Traceback (most recent call last):
File “cryosparc_master/cryosparc_compute/run.py”, line 121, in cryosparc_master.cryosparc_compute.run.main
File “/software/cryosparc_worker/cryosparc_compute/jobs/runcommon.py”, line 1238, in check_outputs
output_dsets = [load_output_group_direct(_project_uid, _job_uid, output_group_name, [resname], [resname], memoize=True) for resname in outputted_result_names]
File “/software/cryosparc_worker/cryosparc_compute/jobs/runcommon.py”, line 1238, in
output_dsets = [load_output_group_direct(_project_uid, _job_uid, output_group_name, [resname], [resname], memoize=True) for resname in outputted_result_names]
File “/software/cryosparc_worker/cryosparc_compute/jobs/runcommon.py”, line 615, in load_output_group_direct
d = load_output_result_dset(project_uid, output_result, version, slot_name, memoize=memoize)
File “/software/cryosparc_worker/cryosparc_compute/jobs/runcommon.py”, line 586, in load_output_result_dset
d = load_dataset_cached(abspath).copy()
File “/software/cryosparc_worker/cryosparc_compute/jobs/runcommon.py”, line 572, in load_dataset_cached
return dataset.Dataset.load(path)
File “/software/cryosparc_worker/cryosparc_tools/cryosparc/dataset.py”, line 617, in load
raise DatasetLoadError(f"Could not load dataset from file {file}") from err
cryosparc_tools.cryosparc.errors.DatasetLoadError: Could not load dataset from file /home/mlzhao/group/jlodwick/process/P21/J61/J61_passthrough_exposures_incomplete.cs

Tried importing the motion corrected micrographs in a new job, and patch CTF ran without any problem.

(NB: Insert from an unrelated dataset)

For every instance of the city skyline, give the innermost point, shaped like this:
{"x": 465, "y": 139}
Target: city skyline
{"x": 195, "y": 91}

Welcome to the forum @mingleizhao .
Please can you

  1. Post the output of the commands
    ls -lh /home/mlzhao/group/jlodwick/process/P21/J61/J61_passthrough_exposures_incomplete.cs
    file /home/mlzhao/group/jlodwick/process/P21/J61/J61_passthrough_exposures_incomplete.cs
    
  2. Describe the steps, programs and CryoSPARC job types involved in

Thank you for the reply.

Here is the output of the commands:

(base) [mlzhao@beagle3-login3 data]$ ls -lh /home/mlzhao/group/jlodwick/process/P21/J61/J61_passthrough_exposures_incomplete.cs

-rw-rw-r-- 1 mlzhao pi-mlzhao 4.0K Jul 23 22:16 /home/mlzhao/group/jlodwick/process/P21/J61/J61_passthrough_exposures_incomplete.cs
(base) [mlzhao@beagle3-login3 data]$ file /home/mlzhao/group/jlodwick/process/P21/J61/J61_passthrough_exposures_incomplete.cs
/home/mlzhao/group/jlodwick/process/P21/J61/J61_passthrough_exposures_incomplete.cs: data

This is an old project we want to reprocess. The original raw files were archived and the live session were compacted. We reupload the raw files and performed patch motion correction using the output from previous live exposure export. We did not try restoring the live session. The motion correction was successful, however, the following CTF was not.

I then tried import micrographs from the patch motion correction job folder, and I can run CTF with these imported micrographs without the error.

Thanks @mingleizhao .

Please can you check if the error still occurs after updating CryoSPARC to the latest version, currently v4.7.1?

Thank you. I will update here later. In this case Cryosparc is installed on a GPU cluster and it will take some time to process the update request.

Hello, the job completed successfully in the newest CryoSPARC version v4.7.1.

Just curious, could you briefly explain what might cause the problem?
Thank you.

@mingleizhao A bug that was fixed in v4.7 may have led to the DatasetLoadError.